This page is translated to Serbo-Croatian
language by Anja Skrba from Webhostinggeeks.com
What is Genes2WordCloud?
Genes2WordCloud is a web-based server application and Java Applet that enables users to create biologically-relevant-content WordClouds.
A WordCloud is a visual display of a set of words where the font, size, color or angle can represent some underlying information. A WordCloud is an effective way to visually summarize information about a specific topic of interest. The WordCloud is optimized to maximize the display of the most important terms about a specific topic in the minimum amount of space.
As researchers are faced with the daunting amount of new and growing data and text, methods to quickly summarize knowledge about a specific topic from large bodies of text or data are critical.
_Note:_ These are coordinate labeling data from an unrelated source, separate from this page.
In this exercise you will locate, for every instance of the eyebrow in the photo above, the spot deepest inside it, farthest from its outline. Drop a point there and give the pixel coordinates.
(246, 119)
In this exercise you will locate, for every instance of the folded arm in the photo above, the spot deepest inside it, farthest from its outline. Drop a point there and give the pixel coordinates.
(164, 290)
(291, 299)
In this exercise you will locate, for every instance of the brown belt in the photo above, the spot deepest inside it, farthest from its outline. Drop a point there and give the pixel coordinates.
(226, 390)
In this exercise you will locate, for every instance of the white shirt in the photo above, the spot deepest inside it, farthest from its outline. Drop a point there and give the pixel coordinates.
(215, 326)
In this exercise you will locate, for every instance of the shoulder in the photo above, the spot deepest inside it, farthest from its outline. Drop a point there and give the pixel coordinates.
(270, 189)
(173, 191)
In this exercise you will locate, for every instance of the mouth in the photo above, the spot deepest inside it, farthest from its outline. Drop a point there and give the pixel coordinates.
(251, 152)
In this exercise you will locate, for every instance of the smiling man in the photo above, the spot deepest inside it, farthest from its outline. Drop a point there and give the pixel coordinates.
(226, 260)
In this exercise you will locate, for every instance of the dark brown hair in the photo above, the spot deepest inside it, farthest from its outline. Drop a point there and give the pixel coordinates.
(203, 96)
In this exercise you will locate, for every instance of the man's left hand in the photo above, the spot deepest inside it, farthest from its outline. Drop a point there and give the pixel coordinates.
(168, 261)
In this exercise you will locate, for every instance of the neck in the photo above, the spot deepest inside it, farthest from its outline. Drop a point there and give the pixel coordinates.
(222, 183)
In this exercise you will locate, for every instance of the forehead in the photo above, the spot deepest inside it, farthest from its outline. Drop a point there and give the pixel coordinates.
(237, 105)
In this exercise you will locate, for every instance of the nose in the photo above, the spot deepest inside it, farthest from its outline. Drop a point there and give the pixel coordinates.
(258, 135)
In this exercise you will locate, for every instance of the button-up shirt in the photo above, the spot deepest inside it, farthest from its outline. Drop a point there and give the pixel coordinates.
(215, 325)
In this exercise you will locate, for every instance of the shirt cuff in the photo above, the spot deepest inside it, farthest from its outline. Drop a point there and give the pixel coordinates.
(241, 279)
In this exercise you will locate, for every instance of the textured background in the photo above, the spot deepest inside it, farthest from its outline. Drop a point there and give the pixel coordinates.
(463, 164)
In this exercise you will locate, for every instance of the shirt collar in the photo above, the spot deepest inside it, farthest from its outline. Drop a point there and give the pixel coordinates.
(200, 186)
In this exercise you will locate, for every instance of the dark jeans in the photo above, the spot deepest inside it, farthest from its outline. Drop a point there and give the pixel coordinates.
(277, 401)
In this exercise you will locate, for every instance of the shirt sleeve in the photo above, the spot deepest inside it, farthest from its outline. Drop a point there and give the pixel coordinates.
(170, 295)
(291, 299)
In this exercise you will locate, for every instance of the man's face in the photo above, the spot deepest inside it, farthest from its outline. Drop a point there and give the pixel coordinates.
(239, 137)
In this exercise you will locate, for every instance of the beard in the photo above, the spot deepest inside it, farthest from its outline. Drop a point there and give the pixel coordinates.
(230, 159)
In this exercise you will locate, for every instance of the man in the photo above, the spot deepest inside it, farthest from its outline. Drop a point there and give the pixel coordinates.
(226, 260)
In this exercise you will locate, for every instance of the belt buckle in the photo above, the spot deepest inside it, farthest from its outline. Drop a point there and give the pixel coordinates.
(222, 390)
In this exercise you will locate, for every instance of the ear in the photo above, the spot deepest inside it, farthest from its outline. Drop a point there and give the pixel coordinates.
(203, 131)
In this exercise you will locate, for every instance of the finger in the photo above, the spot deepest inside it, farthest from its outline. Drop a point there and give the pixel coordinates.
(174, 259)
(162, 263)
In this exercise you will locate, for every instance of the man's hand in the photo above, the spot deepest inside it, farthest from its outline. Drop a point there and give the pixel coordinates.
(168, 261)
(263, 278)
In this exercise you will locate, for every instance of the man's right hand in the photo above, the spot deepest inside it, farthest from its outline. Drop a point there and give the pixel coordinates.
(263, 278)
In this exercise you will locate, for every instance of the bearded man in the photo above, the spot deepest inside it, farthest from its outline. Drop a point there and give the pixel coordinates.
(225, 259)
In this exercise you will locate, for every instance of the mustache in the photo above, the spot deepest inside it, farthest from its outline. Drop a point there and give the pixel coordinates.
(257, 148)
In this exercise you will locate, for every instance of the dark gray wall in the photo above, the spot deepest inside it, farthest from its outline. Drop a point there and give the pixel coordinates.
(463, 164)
WordClouds are emerging as a method of choice on the web to accomplish this task.
Genes2WordCloud generates WordClouds from the following sources:
- A single gene, or a list of genes. For that, three different resources are used. Either the gene(s) are matched to:
- their generifs annotations;
- their gene onthology annotations;
- abstracts on Pubmed articles linked to the gene(s) through generifs;
- their mammalian phenotype annotations from MGI;
- Free text or text extracted from a URL of a website. Free text or text extracted from a URL is used to generate a WordCloud.
- An author's name.WordClouds can be created from Pubmed articles returned for a specific author.
- General Pubmed search.A WordCloud can be generated from any Pubmed search based on returned abstracts.
- BMC Bioinformatics most viewed articles.Displays a WordCloud created from the most viewed BMC Bioinformatics articles for different time periods.
How does it work?
There are two tasks for creating WordClouds: first, generating the keywords to display; and secondly, displaying the keywords.
Generating the keywords
The keywords are generated in several ways depending on the source chosen. In each case the process can be divided into two main tasks: obtain the text related to the user input, and text-mine the text.
Diagram 1 - Main task 1: obtain text from the user input
Diagram 2 - Main task 2: text-mining
Diagram 3 -Text-mining task details
The Porter stemming algorithm is a common stemming algorithm which works well for English.
It reduces words such as "stem", "stems", "stemming" to a single root, e.g., "stem".
The root is not always a real English word. Therefore, to obtain a more readable WordCloud, after the stemming of all the words, each stemmed-word is replaced by the shortest word of its family.
It should be noted that some words are removed from the text before finding the keywords.
First, all common English words such as: the, is, or are are removed. The list of these words can be found in the following file.
Then common biological terms such as: experiments, abstracts, contributes are removed. These terms are available here. These terms were chosen by hand curation after experimenting with many WordClouds. Text-mining of generifs and gene ontology annotations also contains removed common terms.
Finally, other terms such as the input gene names, the name of the author, or the keywords of the Pubmed search are also removed to avoid self-referencing.
The source files used to create the database for processing lists of genes to create WordClouds were taken from:
- NCBI for generating a reference of Entrez gene names. Only mouse, rat and human genes were used (file1, file2, file3)
- NCBI file for linking PMIDs to genes. (file4)
- NCBI's GeneRifs annotations. (file5)
- Gene Ontology annotations. Only mouse, rat and human genes were used. (file6, file7, file8, file9)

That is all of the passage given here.